Just arrived after 12 hours of travel... cheers! (Mi jiu - home brewed glutinous rice sprits)

Arrival breakfast!
Boiled sweet cabbage, chili sauce fatty pork, rubbery intestines with chili and
pickled onion.

Dried sweetcorn traditionally stored for the people during the winter, but now used for feeding Dad's pet pigeons (who I am assured will not become part of the food category).

During our stay we ate about 10 chickens. Apparently there is a tradition that you should save up all the heads of the chickens in an ongoing soup and only eat them at the end of the new year week... luckily we didn't follow that one.

When inviting guests to your house for lunch or supper it seems to be a competitive /pride aspect to see how early you can invite them. Lunch at 1030 or supper at 5pm. This picture is an early lunch - with obligatory hot mi jiu.

Spicy chicken's feet at the top left

Here we go! Certain brain death for the rest of the day.

Where the food comes from - all local, all fresh!
Don't ask where the fertiliser is from.

Every house has its own ferocious brew.

I probably just said something ridiculous like "Only one glass!"

Breakfast noodles. Ultra oily, ultra spicy, poached egg thrown in, served at 120 degrees centrigrade.

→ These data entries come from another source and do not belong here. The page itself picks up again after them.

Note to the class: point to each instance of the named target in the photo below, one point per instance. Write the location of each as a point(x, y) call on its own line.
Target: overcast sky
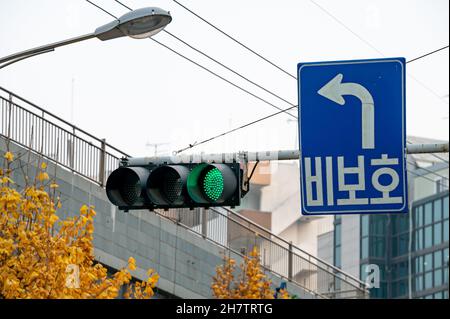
point(134, 92)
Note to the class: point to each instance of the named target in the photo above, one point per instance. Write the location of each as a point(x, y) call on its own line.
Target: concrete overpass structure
point(183, 246)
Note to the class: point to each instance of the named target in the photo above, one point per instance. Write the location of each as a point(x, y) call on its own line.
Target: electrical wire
point(235, 40)
point(423, 176)
point(274, 114)
point(246, 91)
point(427, 54)
point(232, 130)
point(224, 79)
point(433, 154)
point(378, 51)
point(221, 64)
point(107, 12)
point(429, 171)
point(228, 68)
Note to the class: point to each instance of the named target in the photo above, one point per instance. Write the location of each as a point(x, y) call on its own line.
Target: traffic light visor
point(124, 185)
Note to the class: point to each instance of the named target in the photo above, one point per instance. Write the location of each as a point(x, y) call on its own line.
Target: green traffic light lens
point(213, 184)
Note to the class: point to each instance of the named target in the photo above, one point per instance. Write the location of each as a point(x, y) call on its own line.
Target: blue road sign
point(352, 137)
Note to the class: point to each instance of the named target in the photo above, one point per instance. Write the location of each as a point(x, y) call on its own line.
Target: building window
point(438, 278)
point(445, 207)
point(438, 259)
point(419, 239)
point(429, 280)
point(365, 248)
point(337, 243)
point(437, 210)
point(419, 283)
point(437, 233)
point(428, 213)
point(428, 236)
point(446, 230)
point(428, 264)
point(364, 225)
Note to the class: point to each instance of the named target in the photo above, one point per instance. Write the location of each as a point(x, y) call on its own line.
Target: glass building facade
point(411, 250)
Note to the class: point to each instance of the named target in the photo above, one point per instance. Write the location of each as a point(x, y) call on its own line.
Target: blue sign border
point(402, 210)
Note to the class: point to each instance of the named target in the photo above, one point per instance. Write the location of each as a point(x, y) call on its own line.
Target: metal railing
point(48, 135)
point(233, 231)
point(56, 139)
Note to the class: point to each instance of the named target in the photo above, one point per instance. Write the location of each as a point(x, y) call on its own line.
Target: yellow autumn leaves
point(250, 284)
point(38, 250)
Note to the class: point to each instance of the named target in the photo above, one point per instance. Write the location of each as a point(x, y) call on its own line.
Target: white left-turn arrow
point(334, 91)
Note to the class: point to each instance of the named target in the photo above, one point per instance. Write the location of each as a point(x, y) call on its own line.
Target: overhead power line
point(98, 7)
point(228, 68)
point(216, 74)
point(432, 154)
point(252, 122)
point(274, 114)
point(232, 130)
point(427, 54)
point(374, 48)
point(224, 79)
point(235, 40)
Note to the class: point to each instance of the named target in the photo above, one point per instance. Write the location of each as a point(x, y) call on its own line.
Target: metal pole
point(282, 155)
point(16, 57)
point(102, 163)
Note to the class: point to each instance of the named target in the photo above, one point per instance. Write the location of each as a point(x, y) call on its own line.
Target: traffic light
point(163, 186)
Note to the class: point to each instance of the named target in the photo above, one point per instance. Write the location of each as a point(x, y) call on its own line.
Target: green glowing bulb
point(213, 184)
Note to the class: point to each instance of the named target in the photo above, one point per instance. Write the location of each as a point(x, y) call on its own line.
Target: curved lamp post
point(137, 24)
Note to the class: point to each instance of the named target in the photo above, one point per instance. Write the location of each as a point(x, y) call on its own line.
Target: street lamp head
point(137, 24)
point(145, 22)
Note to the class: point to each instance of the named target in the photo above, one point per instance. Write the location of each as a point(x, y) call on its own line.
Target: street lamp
point(137, 24)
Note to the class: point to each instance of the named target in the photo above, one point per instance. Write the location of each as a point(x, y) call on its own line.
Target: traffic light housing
point(164, 186)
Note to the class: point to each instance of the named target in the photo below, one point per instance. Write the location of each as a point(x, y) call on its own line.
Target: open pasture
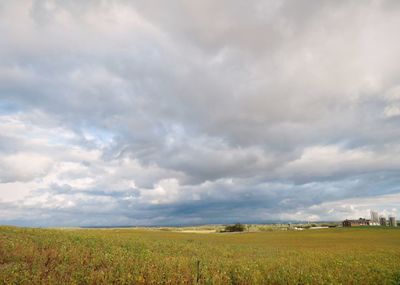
point(146, 256)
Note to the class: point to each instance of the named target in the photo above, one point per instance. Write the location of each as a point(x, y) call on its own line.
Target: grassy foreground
point(129, 256)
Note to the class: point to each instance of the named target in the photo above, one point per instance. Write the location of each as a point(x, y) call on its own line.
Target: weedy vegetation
point(149, 256)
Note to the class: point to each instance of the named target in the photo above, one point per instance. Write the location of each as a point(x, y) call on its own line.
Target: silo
point(392, 221)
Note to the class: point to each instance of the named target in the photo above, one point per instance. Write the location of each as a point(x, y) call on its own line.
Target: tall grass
point(128, 256)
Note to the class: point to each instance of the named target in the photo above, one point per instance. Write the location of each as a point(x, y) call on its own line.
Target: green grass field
point(140, 256)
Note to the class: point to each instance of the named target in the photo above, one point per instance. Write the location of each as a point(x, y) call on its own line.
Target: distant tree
point(235, 228)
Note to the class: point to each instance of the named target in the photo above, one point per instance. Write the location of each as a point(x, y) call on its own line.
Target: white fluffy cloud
point(119, 112)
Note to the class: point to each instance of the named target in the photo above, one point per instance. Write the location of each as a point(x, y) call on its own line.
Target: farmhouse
point(356, 223)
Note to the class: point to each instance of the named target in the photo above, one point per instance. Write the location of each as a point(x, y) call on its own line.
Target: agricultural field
point(154, 256)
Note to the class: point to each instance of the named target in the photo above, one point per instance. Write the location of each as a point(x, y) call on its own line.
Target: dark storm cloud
point(168, 112)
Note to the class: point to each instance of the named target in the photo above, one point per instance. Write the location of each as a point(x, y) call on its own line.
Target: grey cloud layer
point(165, 112)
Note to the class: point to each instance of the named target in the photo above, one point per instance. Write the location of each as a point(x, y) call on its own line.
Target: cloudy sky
point(191, 112)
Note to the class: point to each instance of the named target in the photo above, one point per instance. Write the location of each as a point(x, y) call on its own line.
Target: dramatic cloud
point(155, 112)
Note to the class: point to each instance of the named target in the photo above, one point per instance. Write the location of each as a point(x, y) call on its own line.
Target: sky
point(197, 112)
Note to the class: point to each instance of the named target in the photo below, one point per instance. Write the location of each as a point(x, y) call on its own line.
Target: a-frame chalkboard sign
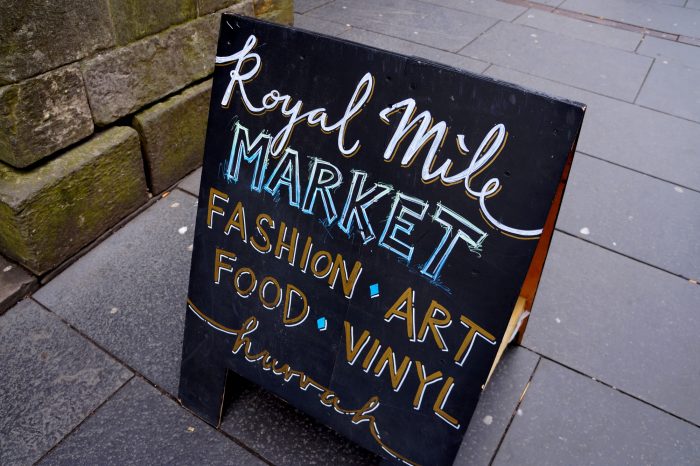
point(366, 221)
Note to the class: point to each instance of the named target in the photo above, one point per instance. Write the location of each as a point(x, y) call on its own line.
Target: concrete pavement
point(608, 372)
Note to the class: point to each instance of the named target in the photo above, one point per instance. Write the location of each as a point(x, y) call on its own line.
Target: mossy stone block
point(134, 19)
point(172, 135)
point(123, 80)
point(209, 6)
point(39, 35)
point(278, 11)
point(42, 115)
point(50, 212)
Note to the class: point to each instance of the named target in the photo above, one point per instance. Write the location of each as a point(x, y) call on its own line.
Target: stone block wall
point(103, 104)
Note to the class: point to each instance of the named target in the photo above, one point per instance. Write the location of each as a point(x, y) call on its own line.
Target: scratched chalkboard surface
point(365, 223)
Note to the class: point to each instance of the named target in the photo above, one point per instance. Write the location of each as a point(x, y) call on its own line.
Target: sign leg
point(202, 379)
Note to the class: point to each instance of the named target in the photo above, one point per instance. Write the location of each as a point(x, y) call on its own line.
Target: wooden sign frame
point(365, 234)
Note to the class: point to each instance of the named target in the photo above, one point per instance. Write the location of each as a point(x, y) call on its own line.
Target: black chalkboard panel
point(365, 223)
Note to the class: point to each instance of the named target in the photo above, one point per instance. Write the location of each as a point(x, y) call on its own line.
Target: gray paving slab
point(675, 52)
point(626, 134)
point(129, 293)
point(141, 426)
point(303, 6)
point(583, 30)
point(190, 183)
point(52, 378)
point(652, 15)
point(568, 418)
point(311, 23)
point(15, 282)
point(560, 58)
point(496, 407)
point(409, 48)
point(672, 89)
point(633, 214)
point(625, 323)
point(286, 436)
point(435, 26)
point(490, 8)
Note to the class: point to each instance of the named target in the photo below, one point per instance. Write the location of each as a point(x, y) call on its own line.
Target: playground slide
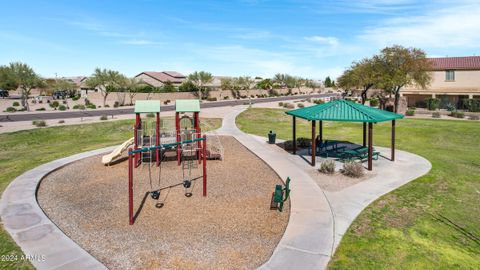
point(117, 152)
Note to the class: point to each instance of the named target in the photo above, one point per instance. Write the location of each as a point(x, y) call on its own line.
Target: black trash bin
point(271, 137)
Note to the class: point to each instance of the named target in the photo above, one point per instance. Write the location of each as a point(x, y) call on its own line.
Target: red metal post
point(197, 130)
point(130, 186)
point(294, 127)
point(370, 145)
point(314, 145)
point(204, 155)
point(393, 140)
point(177, 126)
point(138, 125)
point(157, 138)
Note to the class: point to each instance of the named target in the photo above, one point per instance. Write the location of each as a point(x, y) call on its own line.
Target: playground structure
point(149, 150)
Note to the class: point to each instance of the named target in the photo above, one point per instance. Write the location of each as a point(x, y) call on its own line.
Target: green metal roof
point(187, 105)
point(345, 111)
point(147, 106)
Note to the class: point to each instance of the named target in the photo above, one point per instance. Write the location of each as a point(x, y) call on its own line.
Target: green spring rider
point(280, 195)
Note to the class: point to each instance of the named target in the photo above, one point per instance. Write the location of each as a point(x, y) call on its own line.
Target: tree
point(265, 84)
point(225, 84)
point(7, 79)
point(133, 86)
point(106, 81)
point(328, 82)
point(200, 79)
point(402, 66)
point(20, 75)
point(361, 75)
point(312, 84)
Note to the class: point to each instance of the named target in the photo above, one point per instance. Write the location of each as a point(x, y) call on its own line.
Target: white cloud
point(330, 41)
point(454, 27)
point(141, 42)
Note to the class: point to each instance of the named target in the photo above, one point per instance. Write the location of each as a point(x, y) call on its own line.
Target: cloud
point(454, 27)
point(330, 41)
point(141, 42)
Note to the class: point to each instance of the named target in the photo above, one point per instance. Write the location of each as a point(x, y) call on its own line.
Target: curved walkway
point(319, 219)
point(38, 237)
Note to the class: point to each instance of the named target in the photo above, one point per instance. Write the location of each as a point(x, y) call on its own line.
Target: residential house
point(453, 79)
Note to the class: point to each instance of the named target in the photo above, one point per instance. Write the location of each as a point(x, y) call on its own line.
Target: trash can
point(271, 137)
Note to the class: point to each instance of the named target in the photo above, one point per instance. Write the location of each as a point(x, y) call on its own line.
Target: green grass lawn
point(23, 150)
point(431, 223)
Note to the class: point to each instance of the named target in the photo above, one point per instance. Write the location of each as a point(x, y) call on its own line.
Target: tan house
point(453, 79)
point(158, 79)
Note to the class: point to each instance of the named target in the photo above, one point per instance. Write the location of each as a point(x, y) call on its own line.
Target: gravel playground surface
point(232, 228)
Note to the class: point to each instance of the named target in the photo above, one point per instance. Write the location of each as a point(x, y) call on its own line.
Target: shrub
point(472, 105)
point(433, 104)
point(79, 107)
point(54, 104)
point(10, 109)
point(353, 169)
point(327, 166)
point(39, 123)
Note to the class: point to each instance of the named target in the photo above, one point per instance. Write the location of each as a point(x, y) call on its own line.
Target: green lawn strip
point(24, 150)
point(432, 222)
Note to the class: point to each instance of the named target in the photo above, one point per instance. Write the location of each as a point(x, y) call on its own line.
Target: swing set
point(189, 145)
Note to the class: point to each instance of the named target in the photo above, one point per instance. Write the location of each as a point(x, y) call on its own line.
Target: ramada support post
point(370, 145)
point(393, 140)
point(138, 126)
point(130, 186)
point(314, 145)
point(364, 134)
point(204, 156)
point(177, 128)
point(294, 128)
point(157, 139)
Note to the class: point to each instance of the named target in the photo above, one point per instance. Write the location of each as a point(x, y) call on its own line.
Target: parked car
point(3, 93)
point(59, 94)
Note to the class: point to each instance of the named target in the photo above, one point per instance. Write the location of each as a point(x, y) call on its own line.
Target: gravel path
point(232, 228)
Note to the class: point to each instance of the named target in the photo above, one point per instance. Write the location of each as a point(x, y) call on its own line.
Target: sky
point(312, 39)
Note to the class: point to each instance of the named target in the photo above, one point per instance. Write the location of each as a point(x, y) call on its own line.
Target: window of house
point(450, 75)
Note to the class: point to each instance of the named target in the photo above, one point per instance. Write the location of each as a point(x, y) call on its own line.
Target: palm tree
point(200, 79)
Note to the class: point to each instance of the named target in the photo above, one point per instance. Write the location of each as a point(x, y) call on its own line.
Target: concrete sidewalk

Every time at Applefield when Jenny has looked listless at breakfast time... this is what she wanted!


Classic new year spread.
Top row: steamed carp with ginger and chili; pig stomach with spiced tofu; spicy pig's trotter
Middle row: egg and glutinous rice pork meatballs; braised fatty pork hock; local sweet spinach
Bottom row: smoked bacon with spicy vegetables; sweetcorn chicken soup; chili stuffed tofu bunsThe small bottle is the throat-burning jing jiu, a sort of cross between dry sherry, becherovka, petrol, and fermented grass. It is considered medicinal, to be drunk when you are not drinking due to illness. It is only 37% alcohol.




Xiao Yezi has a penchant for super spicy dried tofu. I tried one piece and it made me cry. She just sits and munches through a whole bowl.

After food is cleared away, or whenever you visit someone's house, snack food spreads like this appear. Several different types of baked and sweetened/salted pumpkin and melon seeds, all sorts of nuts including local chestnuts, dried beans, mini cakes that taste like moist ash, dried fruit (tastes like car tyre), fresh fruit (which seems to be just ornamental), lychees and grapes (the exception, people eat them, possibly because they are small and don't imply that you are actually hungry), and always a small quantity of shop-bought tartrazine-enhanced gummi bear type candies ... soon to be polished off by me!


Plucking a duck

When you have lots of guests, the lesser family/guests get to sit at the big table in the hallway, and the senior Men sit at the inner table in the dining room.

Spicy fried prawns - a rarity in the countryside - are always laid on for my benefit.

Aunties lured out of the kitchen to receive credit for huge supper

The same Auntie taking two cows to town. I am putting this in the Food page rather than the Work page because she didn't have the cows with her when she came back.

Lunch of dumplings in soup with Granny on the way back through Zhuzhou

Whatever you do, carry your own food to Changsha airport and avoid their terrible, rude, overpriced, dirty restaurants!